Accepting the change

I finished treatment just under 2 years ago. I had a very quick and easy time as only needed a mastectomy and HT after. I was supposed to have recon at the same time but there was a possibility it couldn’t be completed because of previous surgery on my stomach. When I woke up I was told they couldn’t go ahead so I had had a skin sparing mastectomy and reduction on the good side. 
I didn’t/couldn’t prepare myself for any of this and felt like I walked through it completely numb. Post surgery the emotion hit me like a brick and I’m still struggling. Since then covid has delayed a further attempt at recon but I am on the waiting list. 
Is it reasonable to still be struggling 2 years on? I find the smallest things upsetting and I’ve no interest in clothes or how I look and I still have post mastectomy pain.  I know all I have to do is accept it’s happened and move on as I can’t change any of it and I couldn’t avoid it but I find it so hard. 
I’m speaking to a counsellor once a week but I’m thinking of stopping. I think until I change how I feel and start to accept it nothing is going to help. 
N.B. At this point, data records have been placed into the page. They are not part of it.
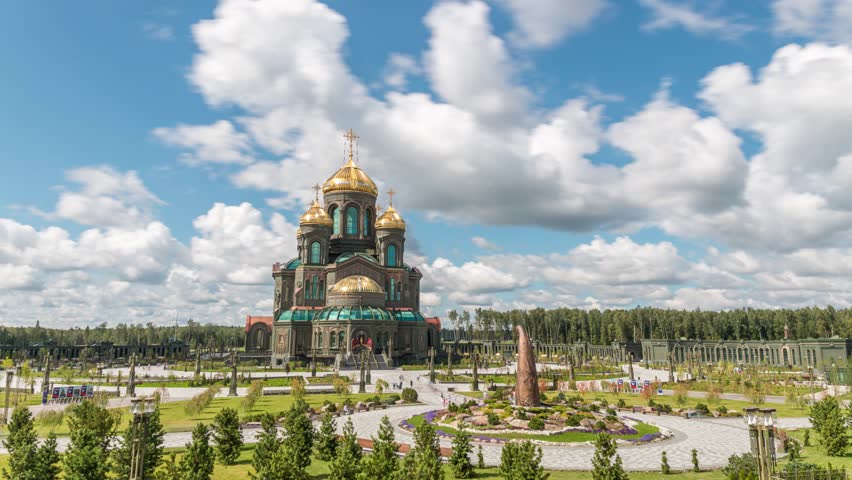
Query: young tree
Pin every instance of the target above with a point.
(197, 460)
(268, 444)
(346, 462)
(664, 464)
(153, 442)
(299, 436)
(382, 462)
(603, 465)
(830, 421)
(326, 441)
(460, 458)
(28, 461)
(424, 462)
(92, 429)
(522, 461)
(228, 435)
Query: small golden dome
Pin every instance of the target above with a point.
(316, 216)
(390, 219)
(350, 178)
(356, 284)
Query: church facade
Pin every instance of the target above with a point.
(349, 287)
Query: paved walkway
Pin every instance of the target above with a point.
(715, 439)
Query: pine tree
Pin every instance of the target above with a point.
(228, 435)
(664, 464)
(197, 460)
(460, 458)
(268, 444)
(382, 462)
(522, 461)
(299, 436)
(92, 429)
(425, 457)
(603, 466)
(346, 462)
(153, 442)
(28, 461)
(326, 441)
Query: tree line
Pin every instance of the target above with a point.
(208, 336)
(568, 325)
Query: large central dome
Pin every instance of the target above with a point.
(350, 178)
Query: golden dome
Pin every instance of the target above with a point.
(356, 284)
(348, 179)
(316, 216)
(390, 219)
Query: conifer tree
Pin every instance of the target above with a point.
(197, 460)
(522, 461)
(346, 461)
(153, 442)
(382, 462)
(228, 435)
(460, 458)
(299, 435)
(664, 464)
(92, 429)
(268, 444)
(603, 465)
(326, 441)
(28, 461)
(425, 458)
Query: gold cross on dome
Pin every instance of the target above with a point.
(352, 138)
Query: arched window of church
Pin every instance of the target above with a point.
(352, 221)
(315, 253)
(366, 228)
(391, 256)
(335, 214)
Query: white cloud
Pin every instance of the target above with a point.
(542, 23)
(820, 19)
(667, 14)
(219, 142)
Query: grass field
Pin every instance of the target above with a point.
(175, 419)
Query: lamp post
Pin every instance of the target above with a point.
(761, 425)
(141, 409)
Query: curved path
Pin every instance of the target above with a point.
(715, 439)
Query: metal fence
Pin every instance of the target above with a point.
(834, 474)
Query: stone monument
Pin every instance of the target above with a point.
(526, 379)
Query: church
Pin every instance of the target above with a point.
(349, 288)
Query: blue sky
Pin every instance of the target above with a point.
(579, 153)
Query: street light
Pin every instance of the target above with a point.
(141, 409)
(761, 425)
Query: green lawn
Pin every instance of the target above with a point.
(641, 429)
(175, 419)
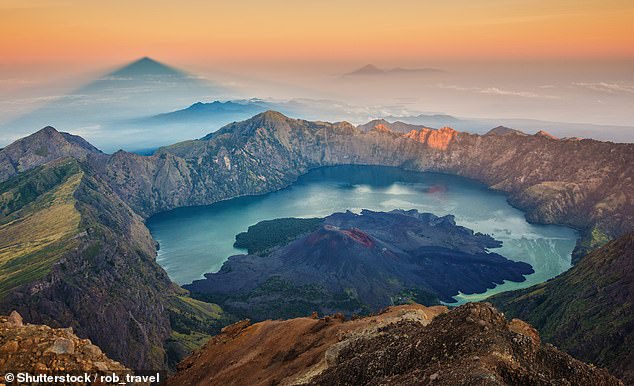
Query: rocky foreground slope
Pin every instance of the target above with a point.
(586, 184)
(41, 349)
(94, 252)
(358, 264)
(587, 311)
(406, 345)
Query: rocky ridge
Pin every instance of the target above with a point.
(406, 345)
(555, 181)
(586, 311)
Hi, I’m just over two years on and would like to reassure you it’s ok and normal to still be dealing with the emotions of all we’ve been through. I also felt very emotionally numb when it was all happening and my MacMillan nurse was very helpful when I told her. She said feeling nothing or numb is the brains way of shielding you when you’ve had a shock and so I should just accept it and go with it. But I do wonder if it delays emotional recovery. It must have been very hard for you not having the recon when you wanted it, and now all the delays due to covid. Maybe that’s why it doesn’t feel like you can close the chapter yet, so it’s good you’re still seeing a counsellor. Sometimes when we are feeling low we don’t believe we deserve help and support, but we do and sometimes we need to learn how to be kind to ourselves. Also, don’t underestimate how much being in pain can drag down our mood. Pain uses up a lot of energy. I had post-mastectomy pain and frozen shoulder and thought I just had to put up with it but my breast care nurse referred me to physiotherapy and it made a huge difference. The general exercises we’re given in a leaflet are good, but a physiotherapist can help you with exercises particularly to suit you and also help you cope with pain too. In fact, I think I felt considerably better when the pain was sorted because if you have a nagging pain or stiffness it’s a constant reminder isn’t it. Like you, I thought nothing was going to help, but it was just didn’t know what was possible and I didn’t have the answers myself and needed to get advice. Ring the helpline here, try your doctors, or your breast care nurse and they should be able to point you in the right direction like they did me. Even just sharing things on this forum helps - problem shared, problem halved etc. For example, reading your post has helped me know I’m not alone in how I’ve felt. Hope mine has helped you a bit too.